Most of the veterans would board a plane and spend the day in Washington visiting the nation’s war memorials. But eight cannot or will not fly and will instead take a virtual tour. And these older veterans are embracing the technology. WWII vet Ross Bouyea took the Honor Flight in 2013. He is enthusiastic that a virtual tour has been created for those who cannot physically travel to the capital. “I think it’s a great idea. See a lot of those pilots some of them got shot down and they'd never fly again. This is the only chance they got to be honored you know what I mean? Something like that I think it's a great thing.”

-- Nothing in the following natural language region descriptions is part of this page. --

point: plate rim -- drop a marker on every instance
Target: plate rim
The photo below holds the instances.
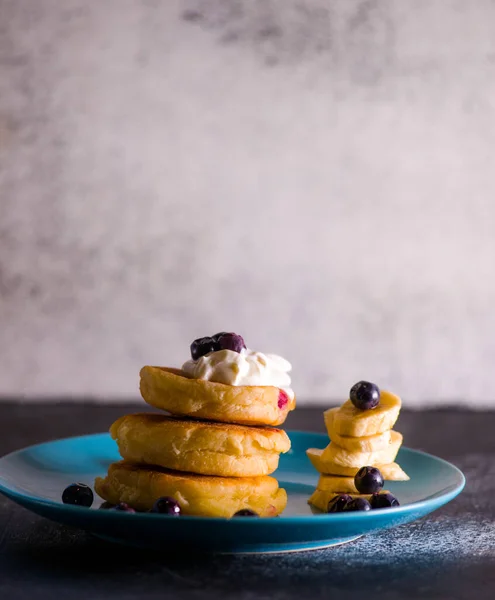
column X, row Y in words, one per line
column 434, row 502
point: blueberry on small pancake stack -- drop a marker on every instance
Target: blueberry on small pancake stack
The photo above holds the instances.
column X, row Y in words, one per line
column 362, row 451
column 215, row 449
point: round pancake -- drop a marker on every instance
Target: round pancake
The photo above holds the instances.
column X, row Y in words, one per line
column 199, row 447
column 199, row 495
column 390, row 472
column 345, row 458
column 173, row 391
column 352, row 421
column 368, row 443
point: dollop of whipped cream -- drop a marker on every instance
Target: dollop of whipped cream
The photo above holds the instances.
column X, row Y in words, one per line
column 242, row 368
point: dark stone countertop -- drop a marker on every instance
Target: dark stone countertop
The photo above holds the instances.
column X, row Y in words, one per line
column 448, row 555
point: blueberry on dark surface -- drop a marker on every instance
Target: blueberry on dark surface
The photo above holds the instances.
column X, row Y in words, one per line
column 203, row 346
column 166, row 506
column 385, row 500
column 231, row 341
column 123, row 507
column 368, row 480
column 338, row 503
column 246, row 512
column 217, row 336
column 365, row 395
column 357, row 504
column 78, row 494
column 283, row 399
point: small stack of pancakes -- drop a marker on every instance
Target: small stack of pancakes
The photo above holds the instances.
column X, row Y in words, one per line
column 358, row 438
column 213, row 453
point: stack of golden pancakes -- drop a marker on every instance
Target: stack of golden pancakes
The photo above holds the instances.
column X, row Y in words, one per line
column 358, row 438
column 213, row 453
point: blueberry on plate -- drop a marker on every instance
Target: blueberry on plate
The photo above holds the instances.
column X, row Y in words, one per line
column 385, row 500
column 368, row 480
column 365, row 395
column 203, row 346
column 217, row 336
column 337, row 503
column 357, row 504
column 231, row 341
column 123, row 507
column 246, row 512
column 78, row 494
column 167, row 506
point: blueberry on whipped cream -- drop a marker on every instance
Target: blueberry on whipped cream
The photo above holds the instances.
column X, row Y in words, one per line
column 224, row 358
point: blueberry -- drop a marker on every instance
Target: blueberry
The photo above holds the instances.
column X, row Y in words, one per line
column 246, row 512
column 283, row 399
column 231, row 341
column 123, row 507
column 365, row 395
column 167, row 506
column 217, row 336
column 78, row 494
column 368, row 480
column 357, row 504
column 338, row 503
column 203, row 346
column 385, row 500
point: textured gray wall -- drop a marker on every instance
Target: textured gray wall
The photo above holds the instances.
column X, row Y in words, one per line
column 317, row 176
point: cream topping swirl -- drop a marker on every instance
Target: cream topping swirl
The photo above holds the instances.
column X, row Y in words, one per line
column 242, row 368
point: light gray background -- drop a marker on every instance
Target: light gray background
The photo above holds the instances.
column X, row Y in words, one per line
column 316, row 175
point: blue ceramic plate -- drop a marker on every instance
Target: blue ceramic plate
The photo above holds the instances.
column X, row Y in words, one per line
column 36, row 476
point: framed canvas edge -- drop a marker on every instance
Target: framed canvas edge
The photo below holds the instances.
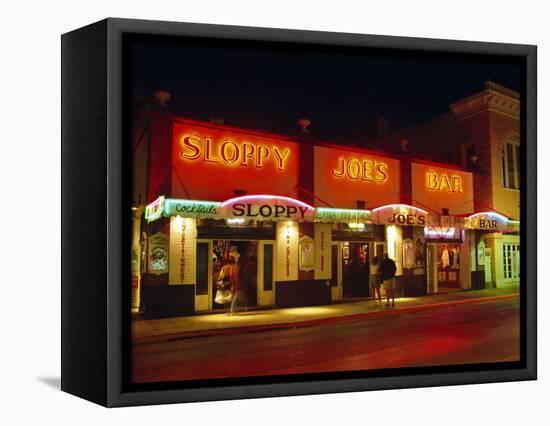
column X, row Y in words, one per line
column 116, row 397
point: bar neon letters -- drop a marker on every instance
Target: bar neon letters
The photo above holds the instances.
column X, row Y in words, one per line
column 442, row 182
column 229, row 152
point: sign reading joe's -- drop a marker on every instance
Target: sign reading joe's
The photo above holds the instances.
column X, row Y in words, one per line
column 266, row 207
column 401, row 214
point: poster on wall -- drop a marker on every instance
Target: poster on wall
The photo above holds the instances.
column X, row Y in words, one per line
column 408, row 254
column 419, row 248
column 306, row 251
column 158, row 254
column 481, row 253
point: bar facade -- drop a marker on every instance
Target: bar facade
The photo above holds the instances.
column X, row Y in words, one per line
column 301, row 217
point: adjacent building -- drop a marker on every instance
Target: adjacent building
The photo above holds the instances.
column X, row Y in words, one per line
column 482, row 134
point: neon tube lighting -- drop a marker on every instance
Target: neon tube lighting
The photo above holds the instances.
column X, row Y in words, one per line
column 266, row 197
column 489, row 214
column 330, row 209
column 400, row 206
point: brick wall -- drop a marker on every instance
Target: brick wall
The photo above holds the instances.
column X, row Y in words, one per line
column 160, row 155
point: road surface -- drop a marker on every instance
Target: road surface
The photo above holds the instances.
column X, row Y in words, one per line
column 478, row 333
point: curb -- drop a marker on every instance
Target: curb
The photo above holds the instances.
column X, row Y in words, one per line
column 313, row 322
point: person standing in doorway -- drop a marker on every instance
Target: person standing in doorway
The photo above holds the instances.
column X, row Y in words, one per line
column 388, row 269
column 374, row 279
column 237, row 287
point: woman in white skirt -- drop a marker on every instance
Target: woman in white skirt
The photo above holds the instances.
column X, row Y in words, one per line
column 375, row 279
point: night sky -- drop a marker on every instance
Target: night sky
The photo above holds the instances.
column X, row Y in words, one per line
column 342, row 92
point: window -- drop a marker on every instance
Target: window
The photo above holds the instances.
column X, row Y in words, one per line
column 511, row 261
column 510, row 165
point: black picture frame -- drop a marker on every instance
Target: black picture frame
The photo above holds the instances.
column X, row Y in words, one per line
column 95, row 228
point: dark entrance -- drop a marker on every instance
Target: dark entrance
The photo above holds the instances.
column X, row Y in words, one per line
column 239, row 260
column 448, row 267
column 355, row 265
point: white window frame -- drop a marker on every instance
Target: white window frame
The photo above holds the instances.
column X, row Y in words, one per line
column 511, row 261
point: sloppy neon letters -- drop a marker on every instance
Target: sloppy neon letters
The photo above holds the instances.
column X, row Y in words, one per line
column 268, row 210
column 232, row 153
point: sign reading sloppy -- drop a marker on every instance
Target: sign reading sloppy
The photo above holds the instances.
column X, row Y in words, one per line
column 211, row 161
column 232, row 152
column 266, row 208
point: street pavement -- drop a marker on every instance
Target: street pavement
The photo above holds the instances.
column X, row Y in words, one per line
column 463, row 333
column 156, row 330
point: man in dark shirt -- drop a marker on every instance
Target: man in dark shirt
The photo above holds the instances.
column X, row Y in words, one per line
column 387, row 270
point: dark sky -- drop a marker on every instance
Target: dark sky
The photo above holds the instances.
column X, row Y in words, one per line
column 341, row 92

North Country Honor Flight Director Barrie Finnegan explained some of the reasons why the virtual reality tour was created. “Some people just are not going to get on a plane for various reasons. We've got one veteran is very worried what he went through during the war could come back and he's worried about the reaction once he sees that. Mr. Siskavic’s wife is not well. For that reason he's not going to take a whole day and go to Washington just in case.”
The Honor Flight bus headed to the airport terminal with a law enforcement and a motorcycle escort.
After dropping off the veterans flying to Washington, the bus continued to the Beekmantown Central School for the virtual tour.
Inside the veterans are met by school officials and the students who will help them with the VR headsets. Director of 21st Century Learning Gary Lambert first explained the technology. “You're going to be able to move and turn and look as if you were standing there. You are in a pivoting chair so that you can turn and look around. They kind of look like the old View-Master viewers. So you just have to hold it up and look around.”
From there the veterans began their tour. “So we're at the Lincoln Memorial. Now if you look over here you will see Abraham Lincoln’s statue. Would you like to go inside? So here we are. We’re inside the Lincoln Memorial folks looking out from where you were just looking in.”
Because virtual reality can be disorienting videos were played between memorial tours. At one point the veterans paused to comment. “My Name is Ken Lord and I went in the service in 1945. I was in Darmstadt (Germany). I seen a lot of places there were bombed out. You could look down a street and you could see the walls it looked as if the buildings were there but the insides and the roof was gone.”
Navy veteran Ed Degenhardt: “There are so many factors in today's world that are upside down or sideways. We seem to be doing so much of fracturing people's spirits and camaraderie by divisiveness. We all need to pull together like we did once during the World War.”
According to North Country Honor Flight, less than one million of the 16 million veterans of World War II are still alive.